The next token, if we're being specific. A token can be all sorts of things, which is why LLMs can do things like write programs, and play chess.

@aashiq > After all, humans do not know what we want and often disagree with each other.

This just means humans are unaligned, not that the problem is easier because it is easier/simpler for you to imagine it that way...

Eliezer Yudkowsky

I'm not sure how the future historians will grade this but I think it's a clever answer

@Joshua https://manifold.markets/Alicorn/eliezer-yudkowsky-stock-permanent
The Yud permanent stock should probably have some relationship with this choice, and have more traders in general

I worry that “superintelligence” is a bit of a nebulous benchmark

@DavidJohnston A good point! I feel like the term is used enough that most people on manifold should be thinking of the same order of magnitude of intelligence, but I'm sure there are still many disagreements.

I'm open to putting an exact definition in the description if people have suggestions.
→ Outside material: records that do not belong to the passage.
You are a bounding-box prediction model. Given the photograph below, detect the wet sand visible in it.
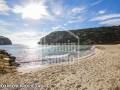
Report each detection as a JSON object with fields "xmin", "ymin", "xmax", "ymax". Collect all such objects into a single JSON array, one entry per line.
[{"xmin": 0, "ymin": 45, "xmax": 120, "ymax": 90}]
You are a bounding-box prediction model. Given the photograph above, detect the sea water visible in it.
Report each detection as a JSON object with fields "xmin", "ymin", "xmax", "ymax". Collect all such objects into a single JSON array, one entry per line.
[{"xmin": 0, "ymin": 44, "xmax": 92, "ymax": 67}]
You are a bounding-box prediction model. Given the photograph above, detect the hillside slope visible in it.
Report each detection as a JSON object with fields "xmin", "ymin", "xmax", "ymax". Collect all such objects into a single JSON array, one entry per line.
[{"xmin": 39, "ymin": 26, "xmax": 120, "ymax": 44}]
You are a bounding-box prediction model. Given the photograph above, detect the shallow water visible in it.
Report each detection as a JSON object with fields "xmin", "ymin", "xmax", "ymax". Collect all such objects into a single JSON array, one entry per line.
[{"xmin": 0, "ymin": 45, "xmax": 92, "ymax": 67}]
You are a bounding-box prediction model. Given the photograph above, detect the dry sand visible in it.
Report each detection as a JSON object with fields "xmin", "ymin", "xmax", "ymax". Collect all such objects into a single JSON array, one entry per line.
[{"xmin": 0, "ymin": 45, "xmax": 120, "ymax": 90}]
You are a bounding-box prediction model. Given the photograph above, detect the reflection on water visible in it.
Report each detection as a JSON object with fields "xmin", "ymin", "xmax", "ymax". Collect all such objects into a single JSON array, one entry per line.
[{"xmin": 0, "ymin": 45, "xmax": 91, "ymax": 66}]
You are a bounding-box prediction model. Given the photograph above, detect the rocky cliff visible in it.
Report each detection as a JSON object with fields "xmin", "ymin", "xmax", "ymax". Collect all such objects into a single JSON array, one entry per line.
[
  {"xmin": 39, "ymin": 26, "xmax": 120, "ymax": 44},
  {"xmin": 0, "ymin": 36, "xmax": 12, "ymax": 45}
]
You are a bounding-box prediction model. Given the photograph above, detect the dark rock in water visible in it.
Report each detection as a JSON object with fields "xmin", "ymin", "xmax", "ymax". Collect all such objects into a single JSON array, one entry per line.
[
  {"xmin": 0, "ymin": 36, "xmax": 12, "ymax": 45},
  {"xmin": 39, "ymin": 26, "xmax": 120, "ymax": 45},
  {"xmin": 0, "ymin": 50, "xmax": 19, "ymax": 74}
]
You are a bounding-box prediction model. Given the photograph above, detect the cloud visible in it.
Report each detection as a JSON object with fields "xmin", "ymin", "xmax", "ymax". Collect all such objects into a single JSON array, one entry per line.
[
  {"xmin": 6, "ymin": 31, "xmax": 47, "ymax": 45},
  {"xmin": 98, "ymin": 10, "xmax": 106, "ymax": 14},
  {"xmin": 12, "ymin": 0, "xmax": 49, "ymax": 20},
  {"xmin": 71, "ymin": 7, "xmax": 86, "ymax": 14},
  {"xmin": 0, "ymin": 0, "xmax": 10, "ymax": 15},
  {"xmin": 68, "ymin": 16, "xmax": 85, "ymax": 23},
  {"xmin": 99, "ymin": 18, "xmax": 120, "ymax": 26},
  {"xmin": 90, "ymin": 13, "xmax": 120, "ymax": 21},
  {"xmin": 91, "ymin": 0, "xmax": 103, "ymax": 6}
]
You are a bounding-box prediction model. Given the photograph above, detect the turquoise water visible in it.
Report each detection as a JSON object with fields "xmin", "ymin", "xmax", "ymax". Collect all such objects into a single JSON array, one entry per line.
[{"xmin": 0, "ymin": 45, "xmax": 92, "ymax": 66}]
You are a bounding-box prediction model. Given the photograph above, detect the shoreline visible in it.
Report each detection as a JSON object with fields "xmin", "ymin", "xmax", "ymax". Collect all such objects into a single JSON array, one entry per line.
[
  {"xmin": 17, "ymin": 46, "xmax": 96, "ymax": 74},
  {"xmin": 0, "ymin": 44, "xmax": 120, "ymax": 90}
]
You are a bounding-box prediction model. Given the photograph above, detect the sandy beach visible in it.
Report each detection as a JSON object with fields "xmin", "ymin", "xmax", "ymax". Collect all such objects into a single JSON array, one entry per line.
[{"xmin": 0, "ymin": 44, "xmax": 120, "ymax": 90}]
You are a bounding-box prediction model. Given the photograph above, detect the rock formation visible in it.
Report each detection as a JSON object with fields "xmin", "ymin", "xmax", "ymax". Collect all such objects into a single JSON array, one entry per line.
[
  {"xmin": 0, "ymin": 50, "xmax": 18, "ymax": 74},
  {"xmin": 39, "ymin": 26, "xmax": 120, "ymax": 45},
  {"xmin": 0, "ymin": 36, "xmax": 12, "ymax": 45}
]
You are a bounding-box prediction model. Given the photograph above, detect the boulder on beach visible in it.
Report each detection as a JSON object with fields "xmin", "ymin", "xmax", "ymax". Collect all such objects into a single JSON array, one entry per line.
[{"xmin": 0, "ymin": 36, "xmax": 12, "ymax": 45}]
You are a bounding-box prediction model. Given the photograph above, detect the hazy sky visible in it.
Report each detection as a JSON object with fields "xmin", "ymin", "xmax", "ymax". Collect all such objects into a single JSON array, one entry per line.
[{"xmin": 0, "ymin": 0, "xmax": 120, "ymax": 44}]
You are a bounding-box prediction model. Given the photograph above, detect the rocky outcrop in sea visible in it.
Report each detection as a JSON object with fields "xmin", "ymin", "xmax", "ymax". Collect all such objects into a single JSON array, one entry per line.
[
  {"xmin": 0, "ymin": 36, "xmax": 12, "ymax": 45},
  {"xmin": 0, "ymin": 50, "xmax": 19, "ymax": 74}
]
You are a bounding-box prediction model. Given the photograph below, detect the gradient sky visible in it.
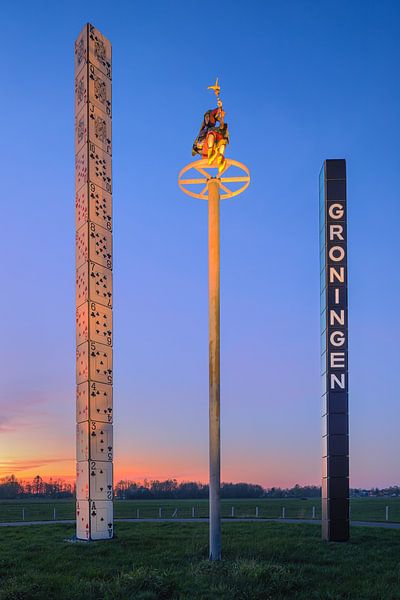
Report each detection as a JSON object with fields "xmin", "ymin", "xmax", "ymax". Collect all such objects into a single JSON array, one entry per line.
[{"xmin": 0, "ymin": 0, "xmax": 400, "ymax": 487}]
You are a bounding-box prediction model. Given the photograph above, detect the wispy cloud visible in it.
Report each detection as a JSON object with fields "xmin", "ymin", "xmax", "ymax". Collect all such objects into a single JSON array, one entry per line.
[
  {"xmin": 0, "ymin": 457, "xmax": 75, "ymax": 477},
  {"xmin": 0, "ymin": 389, "xmax": 50, "ymax": 434}
]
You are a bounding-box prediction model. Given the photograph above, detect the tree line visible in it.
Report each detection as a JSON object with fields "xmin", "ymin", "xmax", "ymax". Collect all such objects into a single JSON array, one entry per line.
[{"xmin": 0, "ymin": 475, "xmax": 400, "ymax": 500}]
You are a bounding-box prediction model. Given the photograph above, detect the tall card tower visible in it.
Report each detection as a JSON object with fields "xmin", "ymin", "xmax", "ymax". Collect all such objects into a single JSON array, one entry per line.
[{"xmin": 75, "ymin": 23, "xmax": 113, "ymax": 540}]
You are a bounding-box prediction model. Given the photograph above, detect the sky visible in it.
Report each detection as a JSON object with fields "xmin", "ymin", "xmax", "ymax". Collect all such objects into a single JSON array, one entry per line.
[{"xmin": 0, "ymin": 0, "xmax": 400, "ymax": 487}]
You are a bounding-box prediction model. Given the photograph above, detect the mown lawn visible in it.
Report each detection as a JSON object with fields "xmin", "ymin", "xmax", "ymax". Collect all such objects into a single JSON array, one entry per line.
[
  {"xmin": 0, "ymin": 498, "xmax": 400, "ymax": 522},
  {"xmin": 0, "ymin": 523, "xmax": 400, "ymax": 600}
]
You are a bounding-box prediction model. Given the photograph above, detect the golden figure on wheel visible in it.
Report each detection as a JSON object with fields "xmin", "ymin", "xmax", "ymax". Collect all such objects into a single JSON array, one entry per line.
[{"xmin": 192, "ymin": 77, "xmax": 229, "ymax": 173}]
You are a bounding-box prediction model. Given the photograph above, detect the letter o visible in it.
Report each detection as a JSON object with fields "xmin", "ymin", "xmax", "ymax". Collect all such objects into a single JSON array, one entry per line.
[{"xmin": 329, "ymin": 246, "xmax": 346, "ymax": 262}]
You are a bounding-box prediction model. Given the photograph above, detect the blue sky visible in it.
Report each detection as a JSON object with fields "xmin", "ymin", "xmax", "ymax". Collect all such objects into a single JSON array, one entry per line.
[{"xmin": 0, "ymin": 1, "xmax": 400, "ymax": 486}]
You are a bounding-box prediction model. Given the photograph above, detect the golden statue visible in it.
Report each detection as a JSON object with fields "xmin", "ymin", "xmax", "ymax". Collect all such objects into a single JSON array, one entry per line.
[{"xmin": 192, "ymin": 77, "xmax": 229, "ymax": 173}]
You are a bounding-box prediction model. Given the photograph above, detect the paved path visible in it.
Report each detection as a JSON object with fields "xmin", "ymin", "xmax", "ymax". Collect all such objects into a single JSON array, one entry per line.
[{"xmin": 0, "ymin": 518, "xmax": 400, "ymax": 529}]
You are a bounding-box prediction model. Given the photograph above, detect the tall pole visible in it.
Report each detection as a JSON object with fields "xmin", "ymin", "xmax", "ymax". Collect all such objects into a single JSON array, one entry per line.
[{"xmin": 207, "ymin": 178, "xmax": 221, "ymax": 560}]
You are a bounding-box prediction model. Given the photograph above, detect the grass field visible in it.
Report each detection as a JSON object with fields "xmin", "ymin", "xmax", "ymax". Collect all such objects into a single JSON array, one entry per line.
[
  {"xmin": 0, "ymin": 498, "xmax": 400, "ymax": 522},
  {"xmin": 0, "ymin": 522, "xmax": 400, "ymax": 600}
]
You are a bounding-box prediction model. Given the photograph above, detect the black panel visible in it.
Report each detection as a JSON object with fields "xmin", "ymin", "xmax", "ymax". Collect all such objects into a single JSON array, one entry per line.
[
  {"xmin": 322, "ymin": 498, "xmax": 349, "ymax": 521},
  {"xmin": 329, "ymin": 517, "xmax": 350, "ymax": 542},
  {"xmin": 326, "ymin": 179, "xmax": 346, "ymax": 202},
  {"xmin": 322, "ymin": 456, "xmax": 349, "ymax": 477},
  {"xmin": 322, "ymin": 477, "xmax": 349, "ymax": 500},
  {"xmin": 327, "ymin": 413, "xmax": 349, "ymax": 435},
  {"xmin": 325, "ymin": 158, "xmax": 346, "ymax": 179},
  {"xmin": 326, "ymin": 392, "xmax": 348, "ymax": 415}
]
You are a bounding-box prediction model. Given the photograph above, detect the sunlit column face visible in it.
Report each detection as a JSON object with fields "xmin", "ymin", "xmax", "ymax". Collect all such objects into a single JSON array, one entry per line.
[
  {"xmin": 75, "ymin": 25, "xmax": 113, "ymax": 540},
  {"xmin": 319, "ymin": 160, "xmax": 349, "ymax": 541}
]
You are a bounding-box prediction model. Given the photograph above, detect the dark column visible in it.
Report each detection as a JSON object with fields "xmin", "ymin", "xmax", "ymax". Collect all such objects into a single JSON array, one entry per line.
[{"xmin": 319, "ymin": 159, "xmax": 349, "ymax": 542}]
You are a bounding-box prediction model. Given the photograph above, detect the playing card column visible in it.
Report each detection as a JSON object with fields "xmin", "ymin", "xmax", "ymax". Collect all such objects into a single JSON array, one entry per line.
[{"xmin": 75, "ymin": 24, "xmax": 113, "ymax": 540}]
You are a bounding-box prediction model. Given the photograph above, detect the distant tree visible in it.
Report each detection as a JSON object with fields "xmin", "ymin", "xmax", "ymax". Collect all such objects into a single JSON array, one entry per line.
[{"xmin": 0, "ymin": 475, "xmax": 23, "ymax": 500}]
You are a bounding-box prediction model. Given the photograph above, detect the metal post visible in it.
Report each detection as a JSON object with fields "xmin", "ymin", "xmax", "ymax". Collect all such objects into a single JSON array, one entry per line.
[{"xmin": 207, "ymin": 178, "xmax": 221, "ymax": 560}]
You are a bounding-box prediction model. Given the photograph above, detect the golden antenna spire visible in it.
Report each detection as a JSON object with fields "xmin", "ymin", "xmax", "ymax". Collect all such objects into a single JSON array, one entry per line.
[{"xmin": 207, "ymin": 77, "xmax": 221, "ymax": 100}]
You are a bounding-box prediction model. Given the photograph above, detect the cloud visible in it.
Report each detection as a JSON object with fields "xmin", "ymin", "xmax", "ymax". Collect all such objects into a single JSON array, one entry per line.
[
  {"xmin": 0, "ymin": 457, "xmax": 75, "ymax": 476},
  {"xmin": 0, "ymin": 390, "xmax": 51, "ymax": 435}
]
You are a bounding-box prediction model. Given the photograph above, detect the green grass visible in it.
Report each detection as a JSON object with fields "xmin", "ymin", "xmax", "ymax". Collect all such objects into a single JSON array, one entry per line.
[
  {"xmin": 0, "ymin": 523, "xmax": 400, "ymax": 600},
  {"xmin": 0, "ymin": 498, "xmax": 400, "ymax": 522}
]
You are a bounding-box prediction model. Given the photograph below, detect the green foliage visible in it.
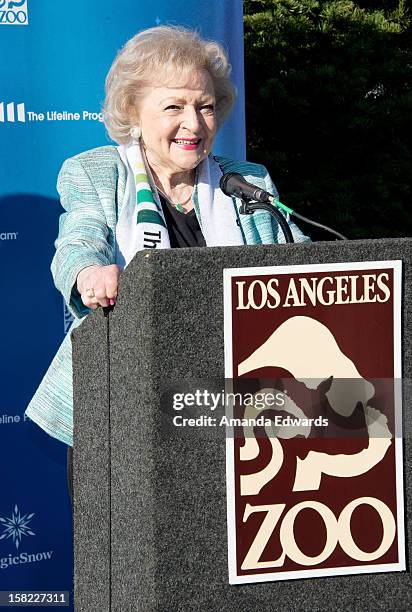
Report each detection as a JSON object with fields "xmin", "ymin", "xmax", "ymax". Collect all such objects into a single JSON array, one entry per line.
[{"xmin": 244, "ymin": 0, "xmax": 412, "ymax": 239}]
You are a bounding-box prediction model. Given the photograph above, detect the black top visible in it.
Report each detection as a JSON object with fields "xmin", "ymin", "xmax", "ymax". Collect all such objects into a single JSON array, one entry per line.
[{"xmin": 159, "ymin": 193, "xmax": 206, "ymax": 248}]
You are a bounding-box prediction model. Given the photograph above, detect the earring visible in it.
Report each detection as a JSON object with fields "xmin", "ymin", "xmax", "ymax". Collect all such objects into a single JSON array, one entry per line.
[{"xmin": 130, "ymin": 125, "xmax": 142, "ymax": 140}]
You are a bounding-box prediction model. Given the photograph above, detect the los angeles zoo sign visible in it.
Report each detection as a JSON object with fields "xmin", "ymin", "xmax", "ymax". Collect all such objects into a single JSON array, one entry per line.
[{"xmin": 224, "ymin": 261, "xmax": 405, "ymax": 584}]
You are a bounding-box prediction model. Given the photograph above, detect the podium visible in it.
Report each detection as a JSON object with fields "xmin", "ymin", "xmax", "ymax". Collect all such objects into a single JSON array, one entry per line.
[{"xmin": 72, "ymin": 239, "xmax": 412, "ymax": 612}]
@Joshua The kind of case I worry about (resolution wise) looks like sustained widespread use of automated science and technology, but it’s basically recognisable as an extremely competent version of what people do today

@DavidJohnston I wouldn't call that superintelligence. And even if OpenAI comes out with GPT 6 and calls it superintelligence as a marketing gimmick and the term gets diluted, this market will still resolve according to the idea of superintelligence that most people use when talking about AI Risk.

If it's not intelligent enough that we have reason to worry that it could kill us all, I wouldn't call it a superintelligence. Still open to a more formal definition though.

@Joshua Let's say GPT-6 come out, and it's a multimodal LLM that's better than humans at every single task within its text, audio, and visual capabilities. Is that superintelligence? This hypothetical GPT-6 still won't be able to do things like "resist shutdown", "feel love", or "make friends" because these are things that LLMs are simply not designed to do.

I guess by your definition that's not superintelligence becuse it's not capable of killing us all. But that's kind of a weird definition. An augmented human might be superintelligent, but not capable of killing everyone.

@Shump I'm not saying I'm defining superintelligence as something that actually is capable of killing us all, just that it's smart enough that we have reason to worry.

Wikipedia just defines it as "a hypothetical agent that possesses intelligence far surpassing that of the brightest and most gifted human minds", which I think is enough of a definition for the market?

We can leave it to the far future resolvers to fairly decide what counts as "far surpassing", I think.

@Joshua - "If it's not intelligent enough that we have reason to worry that it could kill us all, I wouldn't call it a superintelligence."

I do like that worknig defintion, at least for this question.

Like, avoiding AI doom because the candidate superintelligences are not artificially superintelligent enough to cause doom, just sounds like not even facing the risk of AI doom yet and having not made a superintelligence.